Pakistan: Another senior Afghan Taliban in custody |

Pakistan: Another senior Afghan Taliban in custody

Associated Press Writer

ISLAMABAD (AP) – Pakistani intelligence agents have arrested a senior Afghan Taliban commander, the latest move in a crackdown on the insurgent network in Pakistan.

Agha Jan Mohtasim, a former finance minister for the Taliban before the U.S.-led invasion in 2001, was detained in the southern city of Karachi, two intelligence officials said Thursday. One of the officials said two other Taliban associates were arrested along with Mohtasim, though he would not identify them.
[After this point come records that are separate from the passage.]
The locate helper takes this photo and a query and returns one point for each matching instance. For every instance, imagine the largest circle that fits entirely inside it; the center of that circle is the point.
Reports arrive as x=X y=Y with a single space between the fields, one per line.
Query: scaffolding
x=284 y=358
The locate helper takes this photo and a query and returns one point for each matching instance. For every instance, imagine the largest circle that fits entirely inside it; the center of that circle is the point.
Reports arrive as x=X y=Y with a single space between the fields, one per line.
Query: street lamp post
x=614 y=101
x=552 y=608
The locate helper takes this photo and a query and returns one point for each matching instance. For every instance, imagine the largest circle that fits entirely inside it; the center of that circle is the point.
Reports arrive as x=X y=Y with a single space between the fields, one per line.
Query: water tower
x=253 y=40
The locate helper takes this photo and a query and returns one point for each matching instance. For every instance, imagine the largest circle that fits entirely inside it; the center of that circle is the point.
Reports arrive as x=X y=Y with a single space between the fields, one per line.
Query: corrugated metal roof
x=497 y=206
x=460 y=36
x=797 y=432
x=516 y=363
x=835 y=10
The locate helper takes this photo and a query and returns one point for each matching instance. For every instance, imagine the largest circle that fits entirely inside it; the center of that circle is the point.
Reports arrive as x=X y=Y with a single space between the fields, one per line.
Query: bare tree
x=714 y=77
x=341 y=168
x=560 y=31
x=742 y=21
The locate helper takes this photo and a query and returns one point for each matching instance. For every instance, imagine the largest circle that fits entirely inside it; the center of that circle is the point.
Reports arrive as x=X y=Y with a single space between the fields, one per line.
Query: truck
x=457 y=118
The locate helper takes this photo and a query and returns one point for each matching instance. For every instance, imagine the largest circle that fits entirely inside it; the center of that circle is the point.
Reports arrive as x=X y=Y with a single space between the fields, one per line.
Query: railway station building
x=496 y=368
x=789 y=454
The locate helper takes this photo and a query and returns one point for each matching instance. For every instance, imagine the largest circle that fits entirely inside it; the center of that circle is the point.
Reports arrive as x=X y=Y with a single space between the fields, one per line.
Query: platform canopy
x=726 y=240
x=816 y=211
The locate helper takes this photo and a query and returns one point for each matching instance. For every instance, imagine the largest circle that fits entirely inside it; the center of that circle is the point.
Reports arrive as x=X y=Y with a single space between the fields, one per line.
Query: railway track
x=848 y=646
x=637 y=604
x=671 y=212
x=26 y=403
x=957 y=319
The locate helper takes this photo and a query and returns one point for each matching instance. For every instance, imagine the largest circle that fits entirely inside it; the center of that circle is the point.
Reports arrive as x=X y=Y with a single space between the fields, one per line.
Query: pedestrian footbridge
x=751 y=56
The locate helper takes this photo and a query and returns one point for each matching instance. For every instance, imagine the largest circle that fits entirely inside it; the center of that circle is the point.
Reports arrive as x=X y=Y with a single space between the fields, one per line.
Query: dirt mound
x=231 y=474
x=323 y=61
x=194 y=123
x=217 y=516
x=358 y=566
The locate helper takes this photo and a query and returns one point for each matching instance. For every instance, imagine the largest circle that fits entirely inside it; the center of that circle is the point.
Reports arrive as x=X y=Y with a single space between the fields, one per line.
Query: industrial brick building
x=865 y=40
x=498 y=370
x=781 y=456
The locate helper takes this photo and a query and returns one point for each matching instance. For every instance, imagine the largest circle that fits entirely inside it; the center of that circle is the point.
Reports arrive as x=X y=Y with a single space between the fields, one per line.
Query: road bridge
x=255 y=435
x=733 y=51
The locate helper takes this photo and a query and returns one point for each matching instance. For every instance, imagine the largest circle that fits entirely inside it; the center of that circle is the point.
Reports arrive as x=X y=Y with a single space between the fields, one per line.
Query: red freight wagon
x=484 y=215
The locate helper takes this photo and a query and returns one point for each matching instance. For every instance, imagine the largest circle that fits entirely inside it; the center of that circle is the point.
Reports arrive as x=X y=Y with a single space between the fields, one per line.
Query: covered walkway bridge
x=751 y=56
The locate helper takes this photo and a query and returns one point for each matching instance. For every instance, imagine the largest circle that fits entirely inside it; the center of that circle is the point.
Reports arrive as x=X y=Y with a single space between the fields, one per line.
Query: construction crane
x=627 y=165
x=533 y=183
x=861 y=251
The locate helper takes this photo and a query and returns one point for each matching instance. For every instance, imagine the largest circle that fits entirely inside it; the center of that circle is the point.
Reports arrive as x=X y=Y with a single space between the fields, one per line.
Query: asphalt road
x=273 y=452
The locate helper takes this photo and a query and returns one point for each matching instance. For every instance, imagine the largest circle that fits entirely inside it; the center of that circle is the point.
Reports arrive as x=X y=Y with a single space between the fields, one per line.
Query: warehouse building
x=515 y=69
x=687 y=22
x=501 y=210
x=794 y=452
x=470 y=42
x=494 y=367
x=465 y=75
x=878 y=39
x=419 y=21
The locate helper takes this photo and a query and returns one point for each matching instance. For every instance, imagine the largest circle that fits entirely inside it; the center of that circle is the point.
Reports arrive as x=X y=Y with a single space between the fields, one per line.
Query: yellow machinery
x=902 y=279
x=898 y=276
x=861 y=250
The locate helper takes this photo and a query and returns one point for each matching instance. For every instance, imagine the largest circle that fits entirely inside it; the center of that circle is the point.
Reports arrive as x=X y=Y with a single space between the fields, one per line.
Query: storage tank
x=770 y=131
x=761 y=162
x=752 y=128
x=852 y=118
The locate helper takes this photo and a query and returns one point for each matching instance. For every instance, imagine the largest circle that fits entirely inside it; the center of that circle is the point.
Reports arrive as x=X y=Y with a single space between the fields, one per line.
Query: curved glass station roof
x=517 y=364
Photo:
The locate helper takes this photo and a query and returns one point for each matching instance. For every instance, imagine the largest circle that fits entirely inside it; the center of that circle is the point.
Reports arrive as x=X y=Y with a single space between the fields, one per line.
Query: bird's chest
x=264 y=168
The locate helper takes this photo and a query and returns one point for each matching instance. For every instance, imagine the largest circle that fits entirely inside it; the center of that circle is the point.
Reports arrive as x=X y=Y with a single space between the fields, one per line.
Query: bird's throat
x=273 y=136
The agents did not say when the arrests were made, and spoke on condition of anonymity because they were not authorized to give their names to the media.

Pakistan and Afghan officials have said at least four other Afghan Taliban leaders have been arrested in Pakistan in recent weeks, including the No. 2 leader of the movement, Mullah Abdul Ghani Baradar.
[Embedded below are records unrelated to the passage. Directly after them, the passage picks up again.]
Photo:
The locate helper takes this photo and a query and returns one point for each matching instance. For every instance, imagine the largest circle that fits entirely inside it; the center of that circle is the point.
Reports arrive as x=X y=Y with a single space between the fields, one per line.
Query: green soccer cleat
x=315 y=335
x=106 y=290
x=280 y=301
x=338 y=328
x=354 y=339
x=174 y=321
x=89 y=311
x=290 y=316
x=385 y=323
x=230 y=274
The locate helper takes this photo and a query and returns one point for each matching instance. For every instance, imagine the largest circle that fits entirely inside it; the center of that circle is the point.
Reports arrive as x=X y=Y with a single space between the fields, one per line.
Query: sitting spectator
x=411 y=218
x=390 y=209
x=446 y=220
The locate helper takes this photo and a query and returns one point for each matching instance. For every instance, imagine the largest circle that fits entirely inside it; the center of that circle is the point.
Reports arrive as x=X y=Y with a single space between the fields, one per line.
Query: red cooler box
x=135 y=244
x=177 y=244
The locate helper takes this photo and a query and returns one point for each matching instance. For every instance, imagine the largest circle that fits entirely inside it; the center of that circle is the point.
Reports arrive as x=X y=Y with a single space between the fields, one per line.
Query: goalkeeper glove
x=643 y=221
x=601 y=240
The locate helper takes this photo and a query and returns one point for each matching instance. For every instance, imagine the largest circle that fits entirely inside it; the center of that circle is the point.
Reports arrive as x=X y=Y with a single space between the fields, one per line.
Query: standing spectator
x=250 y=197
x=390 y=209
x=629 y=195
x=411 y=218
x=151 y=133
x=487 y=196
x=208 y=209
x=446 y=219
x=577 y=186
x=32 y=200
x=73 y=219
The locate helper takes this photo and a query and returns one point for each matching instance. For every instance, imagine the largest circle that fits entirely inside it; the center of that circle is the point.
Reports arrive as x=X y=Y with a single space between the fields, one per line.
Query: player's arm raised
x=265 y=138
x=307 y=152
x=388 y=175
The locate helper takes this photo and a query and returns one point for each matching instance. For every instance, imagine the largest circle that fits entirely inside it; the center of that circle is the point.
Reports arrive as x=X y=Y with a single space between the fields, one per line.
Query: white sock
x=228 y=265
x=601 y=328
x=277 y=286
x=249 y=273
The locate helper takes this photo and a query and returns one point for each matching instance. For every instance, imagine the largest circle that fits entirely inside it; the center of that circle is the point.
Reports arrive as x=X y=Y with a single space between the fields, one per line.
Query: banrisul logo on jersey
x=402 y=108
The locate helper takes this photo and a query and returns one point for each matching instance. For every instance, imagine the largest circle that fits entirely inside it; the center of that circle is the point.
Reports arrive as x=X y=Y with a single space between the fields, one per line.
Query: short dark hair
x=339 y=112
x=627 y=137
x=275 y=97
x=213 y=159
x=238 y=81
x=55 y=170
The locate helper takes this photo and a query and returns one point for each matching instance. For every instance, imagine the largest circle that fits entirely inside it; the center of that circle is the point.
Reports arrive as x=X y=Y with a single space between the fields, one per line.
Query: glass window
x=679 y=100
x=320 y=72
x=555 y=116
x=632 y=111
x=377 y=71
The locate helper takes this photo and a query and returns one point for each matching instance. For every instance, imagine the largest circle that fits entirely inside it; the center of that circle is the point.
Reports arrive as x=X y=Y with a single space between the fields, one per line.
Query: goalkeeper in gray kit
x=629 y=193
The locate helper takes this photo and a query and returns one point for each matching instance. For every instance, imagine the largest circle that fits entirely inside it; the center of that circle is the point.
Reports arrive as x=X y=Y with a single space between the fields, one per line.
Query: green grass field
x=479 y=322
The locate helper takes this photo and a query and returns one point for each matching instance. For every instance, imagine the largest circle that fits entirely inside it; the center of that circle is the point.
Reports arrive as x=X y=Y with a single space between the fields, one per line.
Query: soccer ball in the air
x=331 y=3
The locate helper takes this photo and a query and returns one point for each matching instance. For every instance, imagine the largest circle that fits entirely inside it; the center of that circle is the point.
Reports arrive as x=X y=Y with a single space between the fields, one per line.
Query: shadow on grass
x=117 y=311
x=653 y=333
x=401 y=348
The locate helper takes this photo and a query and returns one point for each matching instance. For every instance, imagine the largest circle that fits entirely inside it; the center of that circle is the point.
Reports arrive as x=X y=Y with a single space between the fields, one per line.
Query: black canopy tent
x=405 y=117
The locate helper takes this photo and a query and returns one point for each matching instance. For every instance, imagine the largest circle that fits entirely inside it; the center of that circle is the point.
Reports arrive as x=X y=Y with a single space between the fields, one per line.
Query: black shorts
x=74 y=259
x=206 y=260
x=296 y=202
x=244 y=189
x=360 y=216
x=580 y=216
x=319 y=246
The arrests have been hailed by U.S. officials and many analysts as a major blow to the Taliban in Afghanistan, though they caution the group has rebounded from the death or detention of previous leaders.

Opinion is divided on whether the crackdown signals that Pakistan’s powerful intelligence forces are adopting a harder line against the militants.

The United States has long demanded Pakistan take action against the group, which critics say has long enjoyed relative sanctuary in Pakistan.

Some experts say the arrests may be aimed at removing moderates within the Taliban who were considering taking part in possible reconciliation talks with the Afghan government.

Earlier, Interior Minister Rehman Malik said he had no information on the arrest of Mohtasim. Afghan Taliban spokesman Qari Yousef Ahmadi denied he had been arrested.

There had been speculation that Mohtasim was in the running to replace Baradar, who was reportedly arrested in a joint raid with American intelligence officials.

Mohtasim was considered close to Taliban leader Mullah Omar. He was not known to be among the most hard-line group within the Taliban.

Earlier Thursday, dozens of militants attacked a security checkpoint in the northwest close to the Afghan border, sparking a gunbattle that left 30 insurgents and one soldier dead, officials said.

The battle occurred overnight in the Chamarkand area of the Mohmand tribal region, government and military officials said on condition of anonymity because they were not authorized to talk to the media.

Chamarkand borders the Bajur tribal region, where the army said Tuesday it had finally defeated Taliban and al-Qaida militants after more than a year and a half of fighting.

Washington has praised Pakistan for its recent military operations but wants the government to do even more to target militants using its territory to stage attacks against U.S. and NATO troops in Afghanistan.